The repeated outbursts of hatemongering, sabre-rattling or just plain stupidity, emanating from the lips, press statements or usually the tweets, of Donald Trump, have stopped surprising people, it has been confirmed.
In a recent survey, the results were almost unanimous. Of the 1729 people polled, 1728 of them said they expressed no surprise at all at any faux pas made by Trump.
“Well, it’s just same-old same-old now, isn’t it?” said Betty Duzzittergen, 47. “Every time there’s a disaster, he just opens his mouth wide and puts his foot right in. If he ever makes a statement without making himself look like a dick, then I’ll be surprised.”
Willie Everlern, 31, agreed entirely. “There’s a shooting, he refuses to condemn the shooter, unless he’s black or Muslim. There’s a natural disaster, he accuses the victims of not doing enough to help themselves. You wouldn’t think anyone could get it wrong absolutely all the time, but he does. One of these days he’ll get something right, and then we’ll all be doing a double-take.”

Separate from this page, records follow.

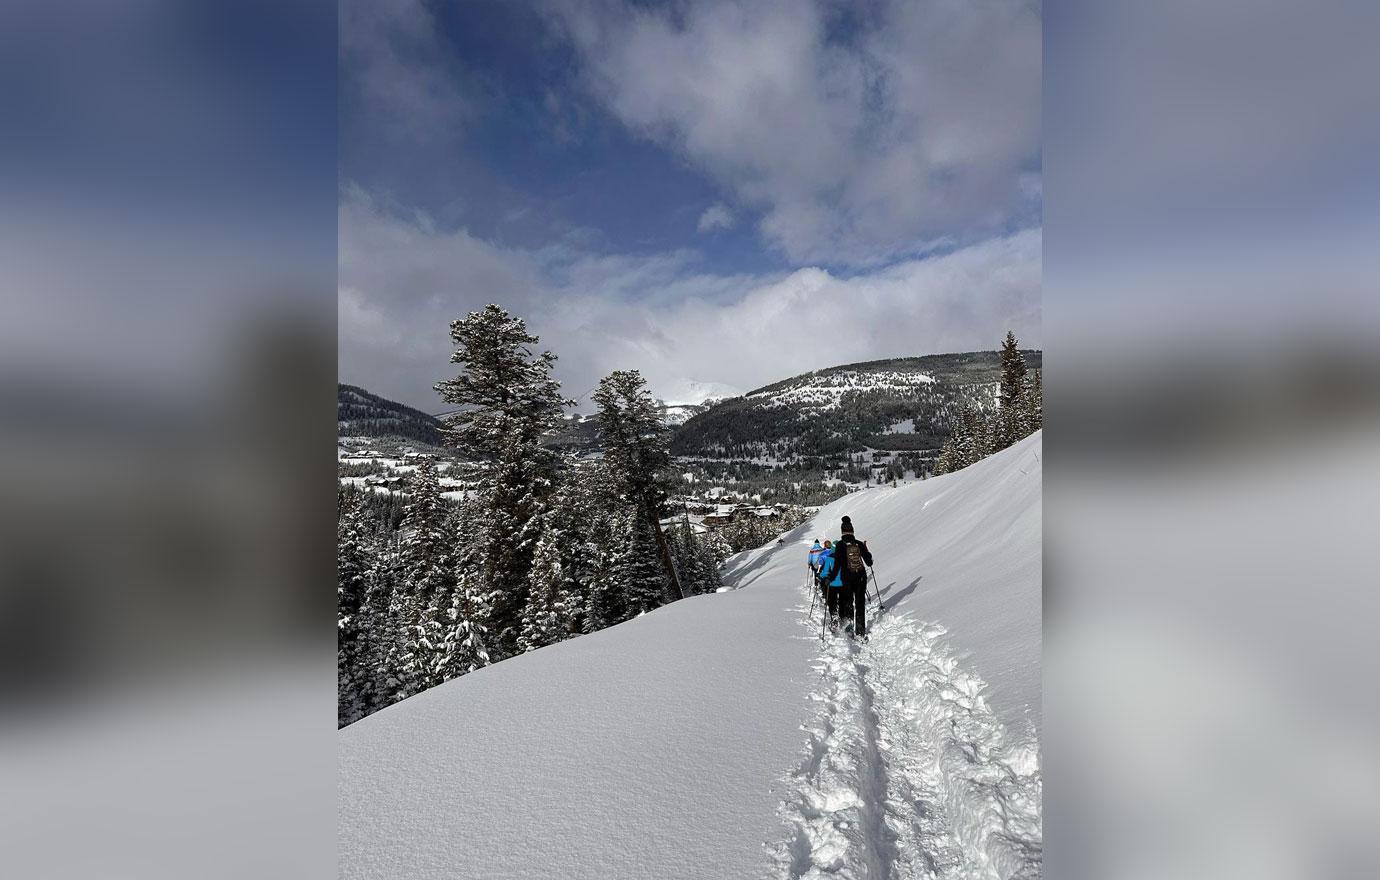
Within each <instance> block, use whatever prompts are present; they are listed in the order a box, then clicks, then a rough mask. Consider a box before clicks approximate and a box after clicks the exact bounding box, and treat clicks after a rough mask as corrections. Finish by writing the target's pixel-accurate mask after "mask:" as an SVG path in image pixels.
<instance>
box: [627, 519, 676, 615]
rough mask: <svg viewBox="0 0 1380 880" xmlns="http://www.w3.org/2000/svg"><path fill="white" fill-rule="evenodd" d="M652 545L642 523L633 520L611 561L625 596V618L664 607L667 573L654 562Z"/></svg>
mask: <svg viewBox="0 0 1380 880" xmlns="http://www.w3.org/2000/svg"><path fill="white" fill-rule="evenodd" d="M655 542H657V539H655V537H654V535H653V534H651V527H650V526H647V523H646V520H643V519H640V517H639V519H635V520H633V523H632V531H631V532H629V535H628V542H627V543H625V545H624V548H622V553H621V554H620V556H618V559H617V560H615V561H614V568H615V571H617V572H618V575H617V579H618V583H620V585H621V586H622V590H624V594H625V596H627V614H628V617H638V615H639V614H642V612H644V611H651V610H653V608H657V607H660V606H664V604H665V597H667V572H665V570H664V568H662V566H661V561H660V560H658V559H657V543H655Z"/></svg>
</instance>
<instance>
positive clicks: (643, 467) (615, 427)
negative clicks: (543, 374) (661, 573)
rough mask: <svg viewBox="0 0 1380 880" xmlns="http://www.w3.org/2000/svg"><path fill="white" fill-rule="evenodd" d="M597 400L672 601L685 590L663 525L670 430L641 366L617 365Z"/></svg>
mask: <svg viewBox="0 0 1380 880" xmlns="http://www.w3.org/2000/svg"><path fill="white" fill-rule="evenodd" d="M592 400H593V401H595V404H598V407H599V428H600V433H602V436H603V450H604V461H607V462H609V469H610V473H611V476H613V477H614V480H615V481H617V484H618V488H620V490H621V494H622V497H624V498H627V499H629V501H631V502H632V503H633V508H635V509H636V517H638V521H639V524H640V526H642V527H643V528H644V530H646V532H647V534H649V535H650V537H651V545H650V552H651V553H653V554H654V557H657V559H660V563H661V567H662V574H664V582H665V583H667V594H665V596H664V601H673V600H676V599H679V597H682V596H683V594H684V590H683V589H682V586H680V582H679V578H678V575H676V567H675V561H673V560H672V556H671V548H669V545H668V543H667V537H665V534H664V532H662V531H661V506H662V503H664V502H665V498H667V492H665V487H664V486H662V483H661V481H660V479H658V477H660V476H661V474H662V473H665V470H667V468H669V466H671V432H669V429H668V428H667V425H665V421H664V419H662V417H661V410H660V408H658V407H657V401H655V399H654V397H653V396H651V392H649V390H647V383H646V381H644V379H643V378H642V374H639V372H638V371H636V370H618V371H614V372H611V374H609V375H607V377H604V378H603V381H600V382H599V388H598V389H596V390H595V393H593V396H592Z"/></svg>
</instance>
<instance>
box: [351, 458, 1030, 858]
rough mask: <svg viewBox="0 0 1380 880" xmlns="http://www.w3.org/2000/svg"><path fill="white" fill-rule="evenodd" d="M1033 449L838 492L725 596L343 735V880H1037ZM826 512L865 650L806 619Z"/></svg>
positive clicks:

The exact point at which people stopped being surprised is debatable, as different people have different levels of patience, but the majority consensus of those polled said the Nazi incident in Charlotte was the point at which they stopped believing him capable of getting anything right.
The one person polled who didn’t agree with the majority was a small man who claimed not to remember his name, and when asked how surprised he was at the continued vitriol from Donald Trump, asked, “who’s Donald Trump?”
I thought about calling a doctor for him but decided against it as he’s probably the happiest person on the planet right now.